Die Verratenen
sparsamen Bewegungen, schnell und präzise.
Er entfernt einen oberflächlich sitzenden Pfeil aus einer Schulter, näht eine Platzwunde und schient einen gebrochenen Arm.
Ich beobachte weniger ihn als die Prims, die ihm bei jedem Handgriff auf die Finger sehen. Er nötigt ihnen Respekt ab, das ist gut für uns alle.
»Glotzt du Löcher in die Luft?« Es ist eine der Sucherinnen, sie versetzt mir einen Stoß in die Seite, der mich wieder auf das Haus zutaumeln lässt, wo wir gegraben haben. »Es wird weitergearbeitet! Los!«
Minuten später finde ich mich auf den Knien wieder, einen neuen Haufen vor mir, der nur zum Teil aus Stein besteht. Ich befühle das, was daraus hervorragt – es ist Holz. Ein langer, dunkler Balken.
In den Sphären gab es fast nichts, das aus Holz gemacht war. Ein paar alte Schränke, geschnitzte Schachfiguren, die antiken Schreibtische der ranghöheren Mentoren. Das war alles.
Ich lege den Balken fast zärtlich frei. Darunter ist noch einer. Er ist morsch und schimmelig, trotzdem ist er etwas Besonderes.
Zuunterst finde ich Gefäße. Sie sind aus gräulich trübem Metall. Ein wenig kratzen und schon stoße ich auf eine glänzende Schicht. Vier Stück sind es, alle unterschiedlich groß.
»Andris!«, rufe ich. Die Behälter sind ein guter Fund, da bin ich sicher, und ein bisschen Anerkennung kann ich gut gebrauchen. Aber Andris hat mich entweder nicht gehört oder er ignoriert mich.
»Er springt nicht, wenn ein Liebling pfeift«, erklärt eins der Mädchen. Es ist das gleiche, das mich vorhin beschuldigt hat, gestohlen zu haben.
»Ja, bei Andris kannst du das vergessen«, fügt das zweite zufrieden hinzu.
Dann eben nicht. Ich spare mir jede Antwort und versuche, mehr von dem glänzenden Metall freizulegen. Erst als ich hinter mir eine Bewegung spüre, drehe ich mich um.

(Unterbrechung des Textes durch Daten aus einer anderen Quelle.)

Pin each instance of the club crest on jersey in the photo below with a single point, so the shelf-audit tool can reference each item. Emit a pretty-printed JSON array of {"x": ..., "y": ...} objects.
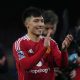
[
  {"x": 39, "y": 64},
  {"x": 21, "y": 54},
  {"x": 30, "y": 51}
]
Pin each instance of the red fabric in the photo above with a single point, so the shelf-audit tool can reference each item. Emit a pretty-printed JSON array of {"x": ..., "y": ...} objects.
[
  {"x": 78, "y": 74},
  {"x": 36, "y": 64}
]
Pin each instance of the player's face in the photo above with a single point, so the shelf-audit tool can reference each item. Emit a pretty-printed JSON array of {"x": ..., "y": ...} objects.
[
  {"x": 35, "y": 25},
  {"x": 49, "y": 27}
]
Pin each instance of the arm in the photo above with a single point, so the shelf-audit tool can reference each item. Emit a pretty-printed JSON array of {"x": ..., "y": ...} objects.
[
  {"x": 27, "y": 62},
  {"x": 59, "y": 57}
]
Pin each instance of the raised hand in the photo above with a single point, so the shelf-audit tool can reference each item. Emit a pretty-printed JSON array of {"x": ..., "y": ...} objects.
[{"x": 67, "y": 41}]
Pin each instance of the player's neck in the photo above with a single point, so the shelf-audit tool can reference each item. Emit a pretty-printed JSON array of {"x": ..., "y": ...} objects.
[{"x": 33, "y": 37}]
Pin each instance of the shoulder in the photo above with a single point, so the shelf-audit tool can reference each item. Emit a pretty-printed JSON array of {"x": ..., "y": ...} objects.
[
  {"x": 53, "y": 41},
  {"x": 21, "y": 40}
]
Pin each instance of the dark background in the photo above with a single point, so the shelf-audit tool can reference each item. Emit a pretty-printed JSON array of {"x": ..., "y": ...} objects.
[{"x": 11, "y": 26}]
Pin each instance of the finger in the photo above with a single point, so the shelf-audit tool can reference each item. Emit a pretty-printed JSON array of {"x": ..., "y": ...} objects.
[
  {"x": 70, "y": 37},
  {"x": 49, "y": 33}
]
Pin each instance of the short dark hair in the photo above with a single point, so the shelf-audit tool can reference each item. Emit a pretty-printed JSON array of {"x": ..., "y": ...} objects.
[
  {"x": 50, "y": 17},
  {"x": 31, "y": 11}
]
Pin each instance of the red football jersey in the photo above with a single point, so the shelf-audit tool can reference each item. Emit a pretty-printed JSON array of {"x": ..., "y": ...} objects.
[{"x": 32, "y": 60}]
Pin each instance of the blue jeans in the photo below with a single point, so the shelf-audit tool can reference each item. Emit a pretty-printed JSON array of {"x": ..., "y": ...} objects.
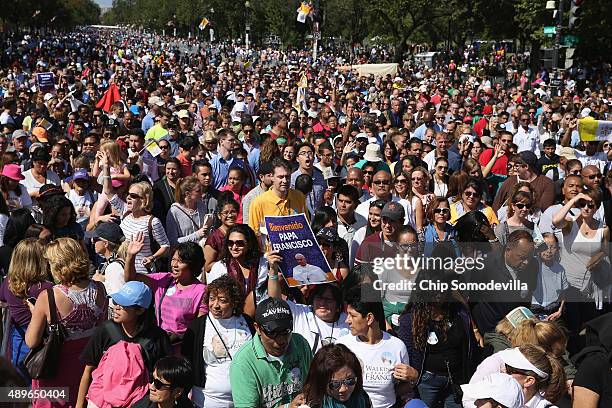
[{"x": 435, "y": 391}]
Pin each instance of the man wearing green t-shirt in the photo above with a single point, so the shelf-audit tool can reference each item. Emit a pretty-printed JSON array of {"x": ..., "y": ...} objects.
[{"x": 270, "y": 369}]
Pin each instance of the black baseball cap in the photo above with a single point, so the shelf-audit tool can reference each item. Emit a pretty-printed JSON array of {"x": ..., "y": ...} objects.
[{"x": 274, "y": 314}]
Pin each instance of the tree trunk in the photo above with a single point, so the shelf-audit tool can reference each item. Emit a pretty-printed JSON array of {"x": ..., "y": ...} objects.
[{"x": 534, "y": 58}]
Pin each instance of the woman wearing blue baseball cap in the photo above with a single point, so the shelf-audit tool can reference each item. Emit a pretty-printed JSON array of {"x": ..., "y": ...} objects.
[{"x": 132, "y": 321}]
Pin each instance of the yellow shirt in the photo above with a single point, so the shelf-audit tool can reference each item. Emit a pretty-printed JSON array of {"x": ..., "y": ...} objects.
[
  {"x": 457, "y": 211},
  {"x": 270, "y": 204}
]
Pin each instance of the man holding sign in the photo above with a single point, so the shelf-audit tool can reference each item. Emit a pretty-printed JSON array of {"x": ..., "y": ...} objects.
[
  {"x": 278, "y": 200},
  {"x": 292, "y": 238}
]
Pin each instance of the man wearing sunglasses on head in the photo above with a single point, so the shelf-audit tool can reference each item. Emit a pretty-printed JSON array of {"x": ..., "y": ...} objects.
[{"x": 270, "y": 369}]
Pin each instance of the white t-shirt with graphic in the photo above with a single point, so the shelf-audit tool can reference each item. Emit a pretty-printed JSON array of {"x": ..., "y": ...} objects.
[
  {"x": 234, "y": 332},
  {"x": 377, "y": 362}
]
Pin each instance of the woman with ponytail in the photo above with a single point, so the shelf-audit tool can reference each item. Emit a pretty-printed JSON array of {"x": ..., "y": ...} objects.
[{"x": 541, "y": 375}]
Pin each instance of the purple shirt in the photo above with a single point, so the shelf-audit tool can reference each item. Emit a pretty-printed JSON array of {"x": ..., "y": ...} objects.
[
  {"x": 20, "y": 312},
  {"x": 179, "y": 306}
]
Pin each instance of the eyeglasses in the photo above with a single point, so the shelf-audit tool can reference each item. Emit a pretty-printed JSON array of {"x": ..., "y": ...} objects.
[
  {"x": 520, "y": 206},
  {"x": 160, "y": 385},
  {"x": 585, "y": 203},
  {"x": 276, "y": 333},
  {"x": 336, "y": 384},
  {"x": 240, "y": 243}
]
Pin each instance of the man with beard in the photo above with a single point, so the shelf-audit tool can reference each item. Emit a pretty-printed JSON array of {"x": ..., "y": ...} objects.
[{"x": 571, "y": 187}]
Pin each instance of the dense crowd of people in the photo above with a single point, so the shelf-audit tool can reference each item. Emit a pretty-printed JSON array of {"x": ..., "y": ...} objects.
[{"x": 134, "y": 189}]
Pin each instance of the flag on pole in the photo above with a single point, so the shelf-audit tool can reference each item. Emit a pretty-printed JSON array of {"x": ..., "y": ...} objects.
[
  {"x": 111, "y": 96},
  {"x": 203, "y": 23},
  {"x": 154, "y": 148},
  {"x": 300, "y": 101},
  {"x": 303, "y": 12}
]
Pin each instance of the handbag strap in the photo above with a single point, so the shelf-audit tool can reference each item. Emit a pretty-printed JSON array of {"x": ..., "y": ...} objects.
[{"x": 52, "y": 306}]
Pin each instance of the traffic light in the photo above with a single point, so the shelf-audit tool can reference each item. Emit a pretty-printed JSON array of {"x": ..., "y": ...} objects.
[{"x": 575, "y": 13}]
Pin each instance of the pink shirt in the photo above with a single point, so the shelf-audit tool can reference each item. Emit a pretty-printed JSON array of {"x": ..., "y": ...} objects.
[{"x": 179, "y": 306}]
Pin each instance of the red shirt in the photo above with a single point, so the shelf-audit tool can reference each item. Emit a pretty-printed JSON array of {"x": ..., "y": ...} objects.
[{"x": 501, "y": 165}]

»Kochtöpfe«, sagt Fiore. »Hast du auch Deckel dazu gefunden?«
Ich wühle ein Stück tiefer, finde jedoch nur Holz, das aussieht, als hätte es jemand mit einer weißen Schicht überzogen.
»Lass es«, meint Fiore. »Es ist schon mehr zusammengekommen, als ihr schleppen könnt. Mindestens einen der Verwundeten werdet ihr nämlich tragen müssen.«
»Ihr? Du hältst dich raus, verstehe ich das richtig?«
Sie wirft mir einen verächtlichen Blick zu. »Ich habe nicht den gleichen Heimweg.«
»Aha. Anderer Clan, ja?«
»Nein. Anderes Heim.«
Weiterfragen hat keinen Zweck, Fiore hat sich von mir abgewandt, sie durchforstet einen der Säcke, in dem die Funde gesammelt werden. Ist das ein Buch, das sie da in der Hand hält?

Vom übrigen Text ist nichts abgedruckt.